На четвертый день пути прибыли в Москву, промчались по Тверской и Охотному ряду, обозрели Кремль с Каменного моста – аж дух захватило, как хороша столица. Здесь же неподалеку и монастырь: монахиня-привратница открыла ворота, и колеса дробно застучали по мощенному камнем двору. Тут и бабушка Порфирия, словно почуяв, вышла навстречу – руками всплеснула, радостная: «Ах вы, мои дорогие! Наконец-то навестили старую! Дай обниму-то вас!» Как увидела внучку, так просто и залюбовалась ею, такой она показалась славной, послушной, умненькой и хорошенькой. Повела в свою келью, стала угощать гостей липовым чаем и медовыми пряниками с дороги. Да и те с собой гостинцев прихватили – достали, выложили, распечатали. Вот и сидят, за чаем-то и разговор ведут, друг другу о житье-бытье, о соседях и знакомых рассказывают. А бабушка Порфирия все на внучку поглядывает, ласково улыбается ей, гладит по головке: видно, не хочет отпускать от себя, расставаться. И внучка к ней ластится, не боится, не опасается вовсе, хоть та и вся в черном, одни глаза видны (но зато такие добрые).

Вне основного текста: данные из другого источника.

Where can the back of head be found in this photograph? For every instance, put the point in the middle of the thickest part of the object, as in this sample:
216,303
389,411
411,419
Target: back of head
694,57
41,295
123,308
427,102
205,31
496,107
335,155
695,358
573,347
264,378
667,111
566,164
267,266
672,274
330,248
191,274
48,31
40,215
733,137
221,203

Вот и попросила бабушка Порфирия оставить Дарью в монастыре: «Доверьтесь мне. Всему ее выучу. Монастырское воспитание самое лучшее». Родители, было, задумались, засомневались, даже закручинились: жаль расставаться с дочкой, она и им самим в радость, но по трезвому размышлению возражать не стали. Они хорошо понимали, что вовсе не обязательно Дарье идти в монашки, но зато какая может быть польза для ребенка от бабушкиного предложения, как много дадут ей годы, проведенные в тихой обители у самых стен Кремля. Здесь приобщится к самому главному – церковной службе, почитанию икон, пению акафистов, постам и молитвам, а уж затем можно будет и прочим наукам ее обучать, арифметике, грамматике, языкам иностранным, немецкому и французскому. Да и не с чужими людьми оставляют дочь, а на попечении близкого человека: родная бабушка укроет и защитит, в обиду не даст.

И знать бы им тогда, что здравомыслие их, благие чаяния и расчеты обернутся сущим безумием…

Семь лет провела Дарья в монастыре, и так полюбилась ей тамошняя жизнь – строгое чередование церковных служб, пение на клиросе, лампады и свечи перед иконами, что, вернувшись домой (бабушка Порфирия к тому времени приняла схиму), ни в чем не находила отрады. Сидела как неживая, как кукла деревянная, и в пол смотрела. Чтобы ее порадовать и потешить, ей предлагали обновы, во французском магазине купленные, доставали из коробок дорогие наряды, повар по наказу родителей готовил для нее самые изысканные кушанья, лакомые кусочки, сдобренные сладкими соусами и приправами. Но она, безучастная, словно гнушалась, ото всего отворачивалась. Вместо пуховых перин спала на голой доске, ни к чему скоромному вообще не притрагивалась, а по средам и пятницам и куска-то в рот не брала.